Thérapies et un nouveau protocole italien
La chimiothérapie reste aujourd’hui l’arme la plus importante dans la lutte contre le cancer du pancréas et, pour l’essentiel, les chances d’une guérison définitive dépendent de sa capacité à détruire la maladie « invisible ».
C’est précisément dans ce domaine qu’une étude italienne a récemment marqué un pas en avant important en indiquant quel type de chimiothérapie donne les meilleurs résultats avant la chirurgie. Si important qu’il a été présenté lors de la dernière réunion de l’American Society of Clinical Oncology et publié en décembre 2025 dans la revue scientifique Lancette.

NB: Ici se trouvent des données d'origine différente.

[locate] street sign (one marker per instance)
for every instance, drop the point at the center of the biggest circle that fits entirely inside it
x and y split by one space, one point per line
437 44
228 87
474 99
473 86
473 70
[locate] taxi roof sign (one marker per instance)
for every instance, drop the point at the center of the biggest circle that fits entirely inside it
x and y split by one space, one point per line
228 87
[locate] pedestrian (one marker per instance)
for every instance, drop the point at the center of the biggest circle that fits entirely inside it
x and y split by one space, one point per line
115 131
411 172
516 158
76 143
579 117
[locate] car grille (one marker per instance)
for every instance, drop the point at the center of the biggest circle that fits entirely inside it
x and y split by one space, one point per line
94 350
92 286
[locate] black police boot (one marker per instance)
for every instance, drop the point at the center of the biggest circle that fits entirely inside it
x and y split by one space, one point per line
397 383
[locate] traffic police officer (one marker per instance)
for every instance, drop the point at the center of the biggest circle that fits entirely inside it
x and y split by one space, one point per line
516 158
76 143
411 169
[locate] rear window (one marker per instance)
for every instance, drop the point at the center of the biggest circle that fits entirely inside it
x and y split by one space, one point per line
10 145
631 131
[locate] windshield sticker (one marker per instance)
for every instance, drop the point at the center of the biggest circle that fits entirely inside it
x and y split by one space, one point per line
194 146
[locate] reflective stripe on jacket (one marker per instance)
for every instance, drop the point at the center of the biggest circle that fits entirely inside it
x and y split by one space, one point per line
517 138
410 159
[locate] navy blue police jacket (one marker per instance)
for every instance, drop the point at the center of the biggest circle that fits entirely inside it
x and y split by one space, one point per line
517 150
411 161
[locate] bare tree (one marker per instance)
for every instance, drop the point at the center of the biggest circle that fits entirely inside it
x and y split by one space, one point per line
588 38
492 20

L’étude CASSANDRA, coordonnée par Michele Reni, responsable du service d’oncologie de l’hôpital San Raffaele de Milan et entièrement financée par cinq associations de patients qui ont uni leurs forces pour en supporter les coûts, a montré que le schéma PAXG (une combinaison de médicaments chimiothérapeutiques) peut être considéré comme une référence pour la chimiothérapie préopératoire chez les patients atteints de tumeurs opérables et constitue aujourd’hui la norme de soins car il permet d’obtenir une meilleure survie et une meilleure réponse chez un plus grand nombre de patients.